Joe Lovano’s Folk Art
, his 22nd album on the Blue Note label, is an odd, sometimes jarring record—it took a few hearings before I found my bearings—but once the fragments snap into place, it’s a rousing pleaser, bursting with indigo moods, heart-skipped romance, and free-flow funk riffs. Lovano plays all kinds of reeds—tenor sax, straight alto sax, clarinet, and, on one song, the aulochrome, a Hungarian-built horn that’s a double soprano sax (attached to one reed), each side tuned to a different key, so that you blow melody and harmony simultaneously. He plays with a somewhat hardened tone, reminiscent of Sonny Rollins, but with a more soulful sensibility, stemming from his Midwestern roots (his father was a tenor blues saxophonist in Cleveland), though over the past couple decades, he’s played with, and gleaned ideas from, a wide variety of masters, including Hank Jones, Gunther Schuller, and Mel Lewis, to name a few.

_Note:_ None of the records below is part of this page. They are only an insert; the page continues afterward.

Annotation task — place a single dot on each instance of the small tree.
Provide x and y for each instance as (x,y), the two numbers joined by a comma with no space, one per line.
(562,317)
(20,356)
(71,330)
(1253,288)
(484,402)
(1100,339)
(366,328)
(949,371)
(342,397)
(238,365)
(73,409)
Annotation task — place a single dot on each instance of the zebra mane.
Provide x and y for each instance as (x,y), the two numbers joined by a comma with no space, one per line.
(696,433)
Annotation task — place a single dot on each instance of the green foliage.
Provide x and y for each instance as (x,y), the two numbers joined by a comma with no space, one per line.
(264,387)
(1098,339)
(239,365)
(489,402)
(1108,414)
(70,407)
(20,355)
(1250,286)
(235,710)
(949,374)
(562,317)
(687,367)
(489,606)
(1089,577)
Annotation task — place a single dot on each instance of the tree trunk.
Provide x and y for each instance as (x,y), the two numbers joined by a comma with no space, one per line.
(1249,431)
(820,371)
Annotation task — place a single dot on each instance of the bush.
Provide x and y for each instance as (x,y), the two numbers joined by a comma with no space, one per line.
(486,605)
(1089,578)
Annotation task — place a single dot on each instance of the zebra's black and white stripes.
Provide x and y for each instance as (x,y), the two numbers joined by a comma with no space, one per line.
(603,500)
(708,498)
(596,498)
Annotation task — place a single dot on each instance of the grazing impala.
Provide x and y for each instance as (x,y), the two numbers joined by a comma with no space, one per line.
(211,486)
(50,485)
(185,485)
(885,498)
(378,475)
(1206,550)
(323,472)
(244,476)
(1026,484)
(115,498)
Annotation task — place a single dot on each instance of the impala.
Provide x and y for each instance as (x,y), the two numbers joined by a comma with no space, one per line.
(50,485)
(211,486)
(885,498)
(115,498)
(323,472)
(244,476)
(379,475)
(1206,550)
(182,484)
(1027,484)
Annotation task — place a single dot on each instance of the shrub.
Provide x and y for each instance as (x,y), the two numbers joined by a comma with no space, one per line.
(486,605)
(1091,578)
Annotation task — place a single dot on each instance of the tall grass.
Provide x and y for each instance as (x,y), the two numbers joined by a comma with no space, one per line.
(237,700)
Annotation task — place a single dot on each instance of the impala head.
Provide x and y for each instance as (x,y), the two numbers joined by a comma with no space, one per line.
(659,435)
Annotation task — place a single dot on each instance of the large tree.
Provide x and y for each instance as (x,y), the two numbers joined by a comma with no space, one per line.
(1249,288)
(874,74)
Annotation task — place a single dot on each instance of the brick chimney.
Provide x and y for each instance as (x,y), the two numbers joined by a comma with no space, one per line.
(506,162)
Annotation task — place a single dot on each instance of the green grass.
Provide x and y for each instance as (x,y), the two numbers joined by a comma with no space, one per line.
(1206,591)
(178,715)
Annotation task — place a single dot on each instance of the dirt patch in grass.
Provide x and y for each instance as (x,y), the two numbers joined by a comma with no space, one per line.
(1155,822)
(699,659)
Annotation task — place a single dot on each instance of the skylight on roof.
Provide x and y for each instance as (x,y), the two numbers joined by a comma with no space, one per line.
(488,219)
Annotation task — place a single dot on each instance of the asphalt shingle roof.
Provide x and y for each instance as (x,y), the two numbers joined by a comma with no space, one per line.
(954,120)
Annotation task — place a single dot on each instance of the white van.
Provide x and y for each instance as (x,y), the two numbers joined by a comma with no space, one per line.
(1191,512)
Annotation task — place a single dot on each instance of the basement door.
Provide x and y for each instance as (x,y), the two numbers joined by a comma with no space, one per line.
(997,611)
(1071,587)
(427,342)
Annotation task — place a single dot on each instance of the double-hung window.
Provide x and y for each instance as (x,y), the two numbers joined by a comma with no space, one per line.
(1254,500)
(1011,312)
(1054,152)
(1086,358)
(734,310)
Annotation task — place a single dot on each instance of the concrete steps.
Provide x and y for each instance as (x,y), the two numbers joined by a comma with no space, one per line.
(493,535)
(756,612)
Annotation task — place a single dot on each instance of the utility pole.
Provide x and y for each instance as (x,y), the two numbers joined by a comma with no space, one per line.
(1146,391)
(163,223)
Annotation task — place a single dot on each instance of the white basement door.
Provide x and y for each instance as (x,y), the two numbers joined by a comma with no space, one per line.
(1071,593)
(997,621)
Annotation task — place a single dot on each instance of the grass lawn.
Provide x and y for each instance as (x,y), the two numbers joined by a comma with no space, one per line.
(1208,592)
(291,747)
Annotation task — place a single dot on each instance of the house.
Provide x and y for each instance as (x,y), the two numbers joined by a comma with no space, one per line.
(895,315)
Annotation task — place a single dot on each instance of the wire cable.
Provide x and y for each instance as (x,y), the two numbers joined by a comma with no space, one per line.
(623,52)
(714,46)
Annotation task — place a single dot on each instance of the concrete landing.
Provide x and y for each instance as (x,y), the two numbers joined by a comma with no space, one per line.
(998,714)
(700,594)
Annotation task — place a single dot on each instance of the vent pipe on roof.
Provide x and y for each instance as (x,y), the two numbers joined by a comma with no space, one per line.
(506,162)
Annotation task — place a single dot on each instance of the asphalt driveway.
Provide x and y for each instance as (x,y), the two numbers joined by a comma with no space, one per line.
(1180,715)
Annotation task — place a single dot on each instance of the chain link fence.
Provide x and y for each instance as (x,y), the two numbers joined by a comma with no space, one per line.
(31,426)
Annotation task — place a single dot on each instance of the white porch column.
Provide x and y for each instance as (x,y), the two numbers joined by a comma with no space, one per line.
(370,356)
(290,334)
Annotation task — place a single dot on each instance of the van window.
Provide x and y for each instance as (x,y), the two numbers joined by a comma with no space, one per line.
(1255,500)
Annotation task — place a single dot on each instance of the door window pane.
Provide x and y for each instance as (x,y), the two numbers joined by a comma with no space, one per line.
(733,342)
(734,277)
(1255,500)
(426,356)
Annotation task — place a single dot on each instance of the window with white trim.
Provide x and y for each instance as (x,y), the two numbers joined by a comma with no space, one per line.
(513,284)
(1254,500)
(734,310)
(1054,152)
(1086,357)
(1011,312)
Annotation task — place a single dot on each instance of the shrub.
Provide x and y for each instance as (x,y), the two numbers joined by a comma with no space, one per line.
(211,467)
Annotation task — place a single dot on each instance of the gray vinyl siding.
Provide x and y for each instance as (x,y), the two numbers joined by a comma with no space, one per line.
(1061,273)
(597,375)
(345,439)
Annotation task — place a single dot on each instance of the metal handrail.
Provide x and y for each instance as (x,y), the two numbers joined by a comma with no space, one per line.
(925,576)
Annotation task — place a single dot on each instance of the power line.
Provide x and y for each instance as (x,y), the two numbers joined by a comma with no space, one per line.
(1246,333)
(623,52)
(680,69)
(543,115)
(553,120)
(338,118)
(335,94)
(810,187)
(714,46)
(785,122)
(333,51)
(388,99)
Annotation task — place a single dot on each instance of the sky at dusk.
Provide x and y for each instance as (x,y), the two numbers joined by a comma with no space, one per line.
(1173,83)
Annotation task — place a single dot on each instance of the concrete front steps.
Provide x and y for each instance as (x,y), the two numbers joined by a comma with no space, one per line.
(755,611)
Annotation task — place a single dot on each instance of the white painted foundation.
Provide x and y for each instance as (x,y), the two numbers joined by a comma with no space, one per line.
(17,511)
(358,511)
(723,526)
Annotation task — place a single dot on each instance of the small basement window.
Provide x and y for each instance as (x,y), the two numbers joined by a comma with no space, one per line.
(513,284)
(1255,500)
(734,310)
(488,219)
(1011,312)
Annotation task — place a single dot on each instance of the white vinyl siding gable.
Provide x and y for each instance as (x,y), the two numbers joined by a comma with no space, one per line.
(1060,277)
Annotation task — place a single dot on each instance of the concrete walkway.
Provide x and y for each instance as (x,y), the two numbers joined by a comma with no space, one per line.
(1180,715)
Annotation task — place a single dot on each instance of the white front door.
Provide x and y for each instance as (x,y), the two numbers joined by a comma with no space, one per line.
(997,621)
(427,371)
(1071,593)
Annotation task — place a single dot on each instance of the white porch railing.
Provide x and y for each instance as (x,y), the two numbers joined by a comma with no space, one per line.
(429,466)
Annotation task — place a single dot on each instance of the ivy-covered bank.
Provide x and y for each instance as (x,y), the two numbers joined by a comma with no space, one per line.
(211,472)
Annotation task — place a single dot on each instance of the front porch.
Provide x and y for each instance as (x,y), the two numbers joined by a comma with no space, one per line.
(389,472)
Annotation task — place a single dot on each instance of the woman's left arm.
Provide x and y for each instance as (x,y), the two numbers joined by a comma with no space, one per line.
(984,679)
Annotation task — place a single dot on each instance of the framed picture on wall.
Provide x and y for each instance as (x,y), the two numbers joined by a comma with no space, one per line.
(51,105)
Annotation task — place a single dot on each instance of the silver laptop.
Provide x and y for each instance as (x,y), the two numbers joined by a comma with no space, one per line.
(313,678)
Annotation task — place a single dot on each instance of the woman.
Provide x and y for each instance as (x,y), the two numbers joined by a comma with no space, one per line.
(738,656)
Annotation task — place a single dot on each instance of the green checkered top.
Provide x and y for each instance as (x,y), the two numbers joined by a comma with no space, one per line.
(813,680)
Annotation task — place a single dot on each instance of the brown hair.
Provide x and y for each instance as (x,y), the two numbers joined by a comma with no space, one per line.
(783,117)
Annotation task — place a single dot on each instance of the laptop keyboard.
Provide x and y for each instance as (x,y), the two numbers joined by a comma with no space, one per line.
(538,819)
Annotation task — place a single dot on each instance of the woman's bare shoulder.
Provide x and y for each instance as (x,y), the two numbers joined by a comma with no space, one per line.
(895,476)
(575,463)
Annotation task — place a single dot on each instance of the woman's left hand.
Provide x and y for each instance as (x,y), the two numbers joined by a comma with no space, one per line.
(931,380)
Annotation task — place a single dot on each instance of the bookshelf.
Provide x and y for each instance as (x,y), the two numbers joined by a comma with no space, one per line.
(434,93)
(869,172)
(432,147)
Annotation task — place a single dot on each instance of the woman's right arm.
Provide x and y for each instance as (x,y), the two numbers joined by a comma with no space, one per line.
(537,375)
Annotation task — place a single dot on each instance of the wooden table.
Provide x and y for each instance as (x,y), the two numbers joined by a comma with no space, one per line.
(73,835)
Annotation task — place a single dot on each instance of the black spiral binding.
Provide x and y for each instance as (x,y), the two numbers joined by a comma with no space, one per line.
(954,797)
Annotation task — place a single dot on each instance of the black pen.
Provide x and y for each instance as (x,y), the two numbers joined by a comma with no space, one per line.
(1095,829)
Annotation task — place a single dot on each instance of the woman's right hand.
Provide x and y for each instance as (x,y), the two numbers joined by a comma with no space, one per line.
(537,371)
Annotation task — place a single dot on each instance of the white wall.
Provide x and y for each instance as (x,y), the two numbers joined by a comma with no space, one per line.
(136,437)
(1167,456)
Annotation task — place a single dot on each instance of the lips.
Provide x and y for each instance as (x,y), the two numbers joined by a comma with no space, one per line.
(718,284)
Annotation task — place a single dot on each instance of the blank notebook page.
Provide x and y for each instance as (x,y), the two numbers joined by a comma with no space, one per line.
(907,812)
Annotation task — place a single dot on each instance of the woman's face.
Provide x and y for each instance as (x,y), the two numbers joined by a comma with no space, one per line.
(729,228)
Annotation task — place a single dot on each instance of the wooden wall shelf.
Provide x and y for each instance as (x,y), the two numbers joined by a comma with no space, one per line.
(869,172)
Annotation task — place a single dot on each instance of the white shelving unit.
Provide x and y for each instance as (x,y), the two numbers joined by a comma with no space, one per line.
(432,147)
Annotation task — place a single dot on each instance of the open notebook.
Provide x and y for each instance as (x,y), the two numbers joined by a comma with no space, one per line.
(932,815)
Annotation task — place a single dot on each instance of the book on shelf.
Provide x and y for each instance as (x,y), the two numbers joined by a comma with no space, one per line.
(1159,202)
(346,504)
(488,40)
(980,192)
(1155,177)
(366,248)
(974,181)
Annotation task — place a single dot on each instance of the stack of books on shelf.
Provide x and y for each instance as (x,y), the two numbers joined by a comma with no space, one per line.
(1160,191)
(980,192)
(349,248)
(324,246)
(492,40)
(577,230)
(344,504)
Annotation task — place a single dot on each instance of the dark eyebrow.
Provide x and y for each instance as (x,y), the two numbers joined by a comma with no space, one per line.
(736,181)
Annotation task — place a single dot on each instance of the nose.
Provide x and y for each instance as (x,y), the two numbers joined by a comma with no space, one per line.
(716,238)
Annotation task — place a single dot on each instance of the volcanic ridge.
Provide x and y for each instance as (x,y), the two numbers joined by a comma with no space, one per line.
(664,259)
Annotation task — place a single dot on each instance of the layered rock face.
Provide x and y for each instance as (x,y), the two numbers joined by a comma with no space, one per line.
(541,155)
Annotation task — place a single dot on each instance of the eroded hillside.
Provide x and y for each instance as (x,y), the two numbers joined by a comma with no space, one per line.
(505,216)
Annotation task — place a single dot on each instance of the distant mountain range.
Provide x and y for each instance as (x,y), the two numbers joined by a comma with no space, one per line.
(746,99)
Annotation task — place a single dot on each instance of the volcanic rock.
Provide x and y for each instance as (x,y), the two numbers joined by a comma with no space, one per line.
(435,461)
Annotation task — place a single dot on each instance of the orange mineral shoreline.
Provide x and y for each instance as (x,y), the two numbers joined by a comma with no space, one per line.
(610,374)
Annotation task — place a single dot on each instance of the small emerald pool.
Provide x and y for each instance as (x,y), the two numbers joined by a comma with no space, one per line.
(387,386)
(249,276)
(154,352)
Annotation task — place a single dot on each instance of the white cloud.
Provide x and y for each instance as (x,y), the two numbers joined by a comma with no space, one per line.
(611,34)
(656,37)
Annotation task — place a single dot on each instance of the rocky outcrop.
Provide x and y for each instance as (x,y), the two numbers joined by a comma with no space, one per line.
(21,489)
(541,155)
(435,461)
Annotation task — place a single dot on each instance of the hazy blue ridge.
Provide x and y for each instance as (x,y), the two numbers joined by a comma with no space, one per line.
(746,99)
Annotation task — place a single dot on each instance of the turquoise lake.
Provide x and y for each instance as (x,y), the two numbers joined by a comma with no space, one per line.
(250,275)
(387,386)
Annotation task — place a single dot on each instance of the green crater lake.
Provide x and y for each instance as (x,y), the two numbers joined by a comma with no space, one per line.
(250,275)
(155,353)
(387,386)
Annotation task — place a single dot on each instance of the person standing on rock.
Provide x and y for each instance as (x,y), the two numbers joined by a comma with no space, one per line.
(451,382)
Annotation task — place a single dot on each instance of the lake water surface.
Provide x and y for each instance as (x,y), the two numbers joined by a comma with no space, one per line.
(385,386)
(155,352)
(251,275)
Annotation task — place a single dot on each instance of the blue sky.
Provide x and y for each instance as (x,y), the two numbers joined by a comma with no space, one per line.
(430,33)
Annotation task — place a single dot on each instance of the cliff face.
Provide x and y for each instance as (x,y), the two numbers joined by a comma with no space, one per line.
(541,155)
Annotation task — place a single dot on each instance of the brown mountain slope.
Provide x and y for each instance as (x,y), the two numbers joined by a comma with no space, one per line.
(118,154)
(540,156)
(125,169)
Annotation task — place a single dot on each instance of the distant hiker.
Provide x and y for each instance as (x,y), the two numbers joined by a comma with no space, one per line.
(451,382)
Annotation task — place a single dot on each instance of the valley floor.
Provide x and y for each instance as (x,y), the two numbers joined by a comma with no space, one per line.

His new band—called Us Five—consists of James Weidman, a spry young pianist who seems equally at home with lump-throat ballads and knotty mazes; Esperanza Spalding, a defter, grittier bassist here than on her own (more pop-ish) album; and Otis Brown and Francisco Mela on drums and percussion. The music, all of it composed by Lovano, has a deceptively casual feel—loose and tight, meandering and structured. Lots of small jazz bands aim for this brass-ring sensation; Us Five achieves it, and it’s head-swimming, if you give it your attention and dive in. The album was recorded, after a week of Village Vanguard gigs, at Sear Sound, the purist Manhattan studio, by James Farber, one of the top three or four jazz engineers, and, except for a bit of compression on the percussion, it sounds predictably terrific—vibrant, present, well-balanced, true to tone.